Everyone notices the resemblance: Gaunt, pale, with a tangle of shoe-polish black hair, Tim Burton looks like the characters in his movies. And the director of Beetlejuice, Batman and Edward Scissorhands resembles them in other ways too: spooky and sweet, a wistful misfit who finds himself isolated by his peculiar vision.

Burton's only 34, but he's already one of the rare directors who has been successful enough to make films his way. His latest feature, Tim Burton's The Nightmare Before Christmas, which opened Friday, tells the ghoulishly fanciful story of the Pumpkin King who feels unfulfilled by life in Halloweentown and searches for something more. Burton conceived and produced the film; it was made under the direction of stop-action animation specialist Henry Selick, who worked with a battery of animators in a warehouse in San Francisco for more than two years.

The technique requires up to 24 separate shots per second of film. For the film's hero--a puppet with elongated, pencil-thin limbs--animators created 700 different heads, each with a different facial expression. The film brought Burton back to Disney, where he began his career as an animator in the early '80s.

Q. How weird is Nightmare?

A. I don't think it's weird at all. At all. It's very sweet. It's not harmful at all.

Q. If you had a young child, you'd let him see it?

A. Absolutely. People get so freaked out. I mean, I don't have any kids, but my experience with kids is they're like adults. If something is too scary for them, they won't watch it. It's not Clockwork Orange. They're not strapped to the chair with their eyes pinned open. . . People get self-righteous and fixated on certain things that don't really matter while the rest of society crumbles around them. It seems weird to me. ... A movie with puppets or Batman--it's so far out of reality. Give me a break.

Q. You said you'd rather put an ice pick through your head than direct another Batman. What happened?

A. I enjoy and I love the material. But you know what? The last one really confused me all the way down the line. I'm on this [press] junket, and one person comes in and says with complete, hundred-percent conviction: 'Oh, I love this. It's much lighter than the first one.' And the next person would come in and say, 'Oh, this is so much darker than the first one.' It was like a joke. ...

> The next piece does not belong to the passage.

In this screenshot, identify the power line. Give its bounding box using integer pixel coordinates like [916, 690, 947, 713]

Then ... people were getting all crazy, like this is too scary for their kids. . . Well, wait a minute. The first movie, there's a guy shooting guns at people at point-blank range without any sense of remorse at all, which I find more disturbing than almost anything. There's nothing like that in [the second] movie.

Q. So it was too hard, between their wanting to protect their commercial interests and the Batman name and your wanting to pursue your vision?

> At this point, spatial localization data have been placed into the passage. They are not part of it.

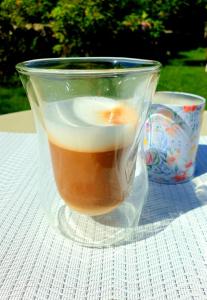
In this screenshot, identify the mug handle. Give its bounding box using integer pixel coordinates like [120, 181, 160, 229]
[147, 103, 192, 139]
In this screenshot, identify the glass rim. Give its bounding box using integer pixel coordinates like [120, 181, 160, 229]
[16, 57, 161, 76]
[154, 91, 206, 106]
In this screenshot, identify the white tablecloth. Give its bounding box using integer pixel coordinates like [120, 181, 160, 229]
[0, 133, 207, 300]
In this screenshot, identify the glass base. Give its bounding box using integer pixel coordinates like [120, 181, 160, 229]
[57, 202, 138, 248]
[56, 163, 148, 248]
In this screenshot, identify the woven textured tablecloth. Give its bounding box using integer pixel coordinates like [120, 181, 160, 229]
[0, 133, 207, 300]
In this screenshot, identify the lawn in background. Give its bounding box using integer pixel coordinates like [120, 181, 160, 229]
[0, 48, 206, 115]
[157, 48, 207, 102]
[0, 86, 30, 115]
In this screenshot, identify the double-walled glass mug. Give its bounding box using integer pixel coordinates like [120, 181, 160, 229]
[16, 58, 160, 247]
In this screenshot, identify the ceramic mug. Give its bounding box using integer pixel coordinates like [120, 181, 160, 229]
[144, 91, 205, 184]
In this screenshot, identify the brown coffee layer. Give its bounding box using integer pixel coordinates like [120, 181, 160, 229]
[49, 140, 128, 215]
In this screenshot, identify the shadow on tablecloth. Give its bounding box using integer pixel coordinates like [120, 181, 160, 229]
[194, 144, 207, 176]
[133, 144, 207, 242]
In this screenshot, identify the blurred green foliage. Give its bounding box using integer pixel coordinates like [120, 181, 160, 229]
[0, 0, 57, 82]
[0, 0, 206, 84]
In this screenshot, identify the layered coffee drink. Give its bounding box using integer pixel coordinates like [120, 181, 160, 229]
[44, 97, 138, 216]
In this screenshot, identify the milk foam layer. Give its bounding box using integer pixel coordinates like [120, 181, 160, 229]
[44, 97, 138, 152]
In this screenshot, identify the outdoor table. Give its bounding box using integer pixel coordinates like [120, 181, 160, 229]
[0, 110, 206, 299]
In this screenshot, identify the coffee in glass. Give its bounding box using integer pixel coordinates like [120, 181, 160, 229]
[16, 57, 160, 247]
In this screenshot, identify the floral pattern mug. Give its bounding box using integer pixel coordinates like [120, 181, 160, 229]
[144, 91, 205, 184]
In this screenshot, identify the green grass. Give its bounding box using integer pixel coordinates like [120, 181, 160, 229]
[157, 48, 207, 106]
[0, 86, 30, 115]
[0, 47, 206, 114]
[158, 65, 207, 102]
[168, 47, 206, 65]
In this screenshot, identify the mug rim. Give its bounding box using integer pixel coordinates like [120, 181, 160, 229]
[16, 57, 161, 77]
[154, 91, 206, 107]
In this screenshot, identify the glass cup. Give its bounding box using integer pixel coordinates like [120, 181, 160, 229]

A. Yeah, exactly. I did experiment. I did make that second one more my own kind of weird thing.

Q. Why do you always want to do weird things?

A. I don't want to do weird things. It kind of freaks me out 'cause ... I don't think of it as weird, so I don't know what they're talking about.

Q. Well, you must have an idea that ghouls and goblins and graveyards are weird.

A. In this culture. Most other countries ... mainly Latin countries, that stuff is much more integrated into life.

Q. We have a fear of death, or a fear of spookiness?

A. I think it's like a weird puritanical thing. Look at funeral rituals in other countries and they're so joyous, they're so kind of beautiful. Even if they're somber, they're grand. They're emotional. If you've ever been to a funeral here ... you feel like you're dead yourself. It's creepy.

Q. Why did you want to use the stop-action technique?

A. There's power to this animation. It's not something that can be verbalized. It's like when you watch King Kong: You see the hair moving on the character. It's beautiful. ... If that had been done in another way, I don't think that movie would have been as powerful. It's beautiful.